Since the May 2011 passing of Automobile Quarterly publisher Gerry Durnell, AQ has been on a gradual decline while its present owners attempt to seek a buyer. Acquisition prices for the venerable title have reached as high as $1.5M with no takers. With just under 5,500 paid subscribers and an average reader age approaching 70, revamping the brand for the 21st century will pose a challenge for anyone merely willing to assume the sub liability.
Today, CPI just learned that AQ is tied up in an estate settlement, lacking the funds to continue publication.
Has AQ’s time come and gone? Perhaps not. While the revamping challenge will prove considerable, a number of new media opportunities could re purpose the brand into 21st century relevance. AQ’s mantra was that to serve discerning collectors of fine autos and automobilia, and that market remains strong and affluent. However, who outside AQ’s declining cadre of loyal followers recognize the brand, let alone willing to cough up eighty smackers per year sub price? Yet its premium packaging could be combined with lucrative paid advertising, and with the web becoming an increasingly visual medium (Facebook, Pinterest, blogs), AQ’s content library could also represent a handsome online revenue stream. Using a metered system, some percentage will pay for premium content.
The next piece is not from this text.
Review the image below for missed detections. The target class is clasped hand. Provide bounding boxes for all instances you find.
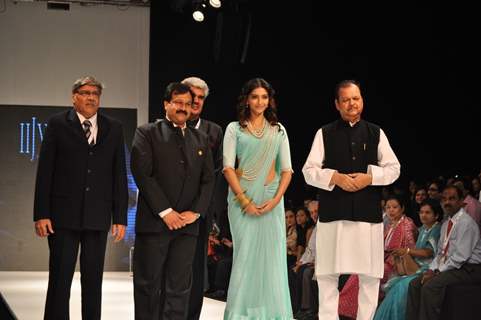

The question remains, however: What do AQ’s assets bring to the table that could not be delivered by web-only start ups? Check out the The Old Motor.
Our library of AQ began around 1970 as a present to my father for that year’s Christmas (you could say it was a communal gift). Issues could be ordered with the subscriber’s name gold-embossed on the cover. I have a complete set ending with Volume 40. Dick O’Kane’s hilarious piece from Volume 8/4 “Grendel” is the stuff of legend.
Let’s hope for a new beginning for a publication that held our esteem and captivated our attention for decades.
UPDATE JUNE 8, 2013.
AQ’s website is in fact live and continues to solicit subscription income. Shame on you!